Analis Utama Wood Mackenzie Ram Chandrasekaran mengatakan bahwa pada akhir Januari 2020, penjualan semua mobil di China turun 21 persen dibandingkan dengan 2019 dan pada Februari, mereka telah turun 80 persen. Dia mengatakan penjualan EV dipengaruhi secara negatif, dengan statistik pada Januari turun 54 persen dan Februari diperkirakan turun lebih dari 90 persen. Dia mengatakan EV membuat sekitar lima persen dari semua penjualan kendaraan di China selama dua tahun terakhir.

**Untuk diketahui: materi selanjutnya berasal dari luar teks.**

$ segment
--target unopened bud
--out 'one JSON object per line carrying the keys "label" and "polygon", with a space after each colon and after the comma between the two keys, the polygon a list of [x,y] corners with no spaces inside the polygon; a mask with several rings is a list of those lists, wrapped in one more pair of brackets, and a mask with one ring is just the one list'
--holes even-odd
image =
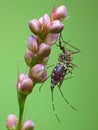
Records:
{"label": "unopened bud", "polygon": [[36,64],[30,69],[29,77],[38,83],[42,83],[47,78],[47,71],[43,64]]}
{"label": "unopened bud", "polygon": [[18,92],[28,95],[32,92],[33,89],[33,81],[26,75],[26,74],[20,74],[18,76],[18,82],[17,82],[17,90]]}
{"label": "unopened bud", "polygon": [[28,39],[28,49],[33,51],[33,52],[37,52],[38,51],[38,44],[37,44],[37,40],[34,36],[30,36]]}
{"label": "unopened bud", "polygon": [[36,64],[37,62],[37,54],[33,53],[29,49],[26,50],[25,52],[25,62],[27,63],[28,66],[32,67]]}
{"label": "unopened bud", "polygon": [[8,130],[16,130],[18,125],[18,119],[14,114],[10,114],[7,117],[6,126]]}
{"label": "unopened bud", "polygon": [[63,20],[66,18],[67,15],[67,9],[64,5],[61,5],[60,7],[53,10],[51,14],[52,20]]}
{"label": "unopened bud", "polygon": [[64,25],[60,22],[60,20],[54,20],[50,24],[50,33],[60,33],[64,28]]}
{"label": "unopened bud", "polygon": [[47,65],[48,60],[49,60],[49,56],[45,57],[44,59],[39,59],[38,63]]}
{"label": "unopened bud", "polygon": [[43,59],[47,56],[49,56],[51,52],[51,47],[50,45],[46,44],[46,43],[41,43],[39,46],[39,51],[37,53],[39,59]]}
{"label": "unopened bud", "polygon": [[25,121],[21,130],[34,130],[34,123],[31,120]]}
{"label": "unopened bud", "polygon": [[59,34],[52,34],[52,33],[49,33],[44,42],[47,43],[48,45],[52,46],[53,44],[56,43],[57,39],[59,37]]}
{"label": "unopened bud", "polygon": [[49,25],[50,25],[50,17],[48,14],[45,14],[43,17],[39,19],[41,26],[42,26],[42,33],[47,34],[49,32]]}
{"label": "unopened bud", "polygon": [[39,35],[41,30],[41,23],[39,20],[33,19],[29,22],[29,28],[35,35]]}

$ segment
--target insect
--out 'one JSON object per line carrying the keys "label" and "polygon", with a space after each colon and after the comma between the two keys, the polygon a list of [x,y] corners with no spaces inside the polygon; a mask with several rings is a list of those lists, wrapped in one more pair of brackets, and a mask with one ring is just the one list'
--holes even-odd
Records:
{"label": "insect", "polygon": [[[68,45],[71,48],[75,49],[75,51],[72,51],[70,49],[65,48],[65,46],[63,46],[62,44]],[[68,42],[65,42],[63,40],[62,34],[60,34],[59,36],[59,48],[62,51],[62,53],[59,55],[58,57],[58,63],[57,65],[54,67],[52,74],[51,74],[51,92],[52,92],[52,107],[53,107],[53,111],[54,114],[57,118],[57,120],[60,122],[60,119],[56,113],[55,110],[55,106],[54,106],[54,98],[53,98],[53,90],[55,88],[55,86],[57,85],[59,88],[59,91],[62,95],[62,97],[64,98],[65,102],[75,111],[77,111],[77,109],[75,107],[73,107],[72,105],[69,104],[68,100],[64,97],[63,92],[61,91],[61,85],[63,83],[63,81],[65,79],[69,79],[73,77],[73,68],[77,67],[77,65],[72,63],[72,55],[75,53],[80,52],[80,50],[72,45],[70,45]],[[70,77],[65,78],[65,76],[67,74],[71,74]]]}
{"label": "insect", "polygon": [[[63,45],[64,44],[64,45]],[[68,48],[65,48],[65,45],[75,49],[75,51],[72,51]],[[68,42],[65,42],[63,40],[63,37],[62,37],[62,34],[60,34],[59,36],[59,45],[57,45],[60,50],[62,51],[61,54],[59,54],[58,56],[58,63],[57,65],[54,67],[54,69],[52,70],[52,73],[51,75],[48,76],[51,77],[51,85],[50,85],[50,88],[51,88],[51,93],[52,93],[52,107],[53,107],[53,111],[54,111],[54,114],[57,118],[57,120],[59,122],[60,119],[56,113],[56,110],[55,110],[55,105],[54,105],[54,96],[53,96],[53,91],[54,91],[54,88],[56,86],[58,86],[59,88],[59,91],[64,99],[64,101],[72,108],[74,109],[75,111],[77,111],[77,109],[75,107],[73,107],[69,102],[68,100],[65,98],[62,90],[61,90],[61,86],[62,86],[62,83],[64,80],[66,79],[69,79],[69,78],[72,78],[74,75],[73,75],[73,68],[74,67],[78,67],[77,65],[75,65],[74,63],[72,63],[72,56],[73,54],[76,54],[78,52],[80,52],[80,50],[74,46],[72,46],[71,44],[69,44]],[[71,74],[70,77],[66,77],[66,75],[68,74]],[[66,78],[65,78],[66,77]],[[47,79],[48,79],[47,78]],[[43,84],[42,84],[43,85]],[[41,90],[41,87],[42,85],[40,86],[39,90]]]}

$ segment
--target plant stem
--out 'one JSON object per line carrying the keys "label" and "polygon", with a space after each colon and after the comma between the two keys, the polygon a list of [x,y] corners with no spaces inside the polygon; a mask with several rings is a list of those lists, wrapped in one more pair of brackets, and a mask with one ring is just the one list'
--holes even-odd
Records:
{"label": "plant stem", "polygon": [[21,130],[25,101],[26,101],[26,95],[18,93],[19,122],[18,122],[17,130]]}

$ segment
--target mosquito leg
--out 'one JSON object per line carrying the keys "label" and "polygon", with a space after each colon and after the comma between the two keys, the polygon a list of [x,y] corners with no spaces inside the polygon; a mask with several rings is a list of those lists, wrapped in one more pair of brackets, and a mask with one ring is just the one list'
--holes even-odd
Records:
{"label": "mosquito leg", "polygon": [[52,108],[53,108],[53,112],[54,112],[54,115],[56,117],[56,119],[58,120],[58,122],[61,123],[57,113],[56,113],[56,109],[55,109],[55,105],[54,105],[54,98],[53,98],[53,88],[51,88],[51,93],[52,93]]}
{"label": "mosquito leg", "polygon": [[[77,47],[74,47],[73,45],[69,44],[69,42],[64,41],[61,33],[60,33],[60,38],[61,38],[61,40],[62,40],[66,45],[68,45],[68,46],[70,46],[70,47],[72,47],[72,48],[74,48],[74,49],[76,50],[75,52],[72,52],[72,54],[75,54],[75,53],[79,53],[79,52],[80,52],[80,50],[79,50]],[[61,40],[60,40],[60,41],[61,41]]]}
{"label": "mosquito leg", "polygon": [[64,101],[65,101],[73,110],[78,111],[77,108],[75,108],[74,106],[72,106],[71,104],[69,104],[68,100],[64,97],[64,94],[63,94],[63,92],[61,91],[60,87],[58,87],[58,88],[59,88],[59,91],[60,91],[60,93],[61,93],[61,95],[62,95]]}
{"label": "mosquito leg", "polygon": [[[51,75],[49,75],[48,77],[47,77],[47,79],[49,79],[50,78],[50,76]],[[47,81],[47,79],[40,85],[40,87],[39,87],[39,91],[41,91],[41,88],[42,88],[42,86],[44,85],[44,83]]]}

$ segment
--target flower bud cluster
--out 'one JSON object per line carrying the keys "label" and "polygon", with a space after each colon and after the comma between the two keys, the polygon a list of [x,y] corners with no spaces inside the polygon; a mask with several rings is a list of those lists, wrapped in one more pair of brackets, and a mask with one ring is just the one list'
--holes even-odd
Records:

“Sebagian besar pembeli kendaraan listrik saat ini adalah pemilik teknologi pertama kali. Ketidakpastian dan kekhawatiran yang diciptakan oleh wabah COVID-19 membuat konsumen cenderung mengadopsi teknologi baru. “Setelah wabah COVID-19 di China dapat dikendalikan, maka kami berharap konsumen kembali menuju dealer mobil dan membuat mereka percaya pada EV,” katanya dalam sebuah pernyataan.

Sementara itu, Ram mengatakan penjualan EV di Eropa menunjukkan peningkatan 121 persen pada Januari 2020 meskipun ada tujuh persen penurunan di pasar secara keseluruhan. Dia mengatakan tren peningkatan penggunaan EV tetap pada bulan Februari, meskipun lebih rendah dari bulan sebelumnya.

“Namun, kasus pertama COVID-19 tidak dilaporkan di wilayah ini (Eropa) sampai akhir Januari. Tingkat infeksi diperkirakan akan meningkat di Eropa dan Amerika Utara pada akhir paruh pertama tahun 2020, sekitar dua bulan setelah China. “Karena itu, angka pada bulan Januari dan Februari masih belum menggambarkan efek COVID-19 di kedua wilayah tersebut,” katanya.

Ram mengatakan pembatasan pergerakan di AS tidak dimulai sampai 20 Maret, tetapi efeknya sudah terlihat dalam penjualan EV di negara itu. Dia mengatakan General Motors telah menawarkan diskon $ 10.000 kepada Chevrolet Bolt dan bahwa langkah rabat akan diterapkan untuk memindahkan inventaris karena permintaan terus menurun. Pabrikan mobil tradisional yang memasuki pasar EV juga telah mengumumkan bahwa model baru akan diluncurkan pada tahun-tahun mendatang selama 12 bulan ke depan.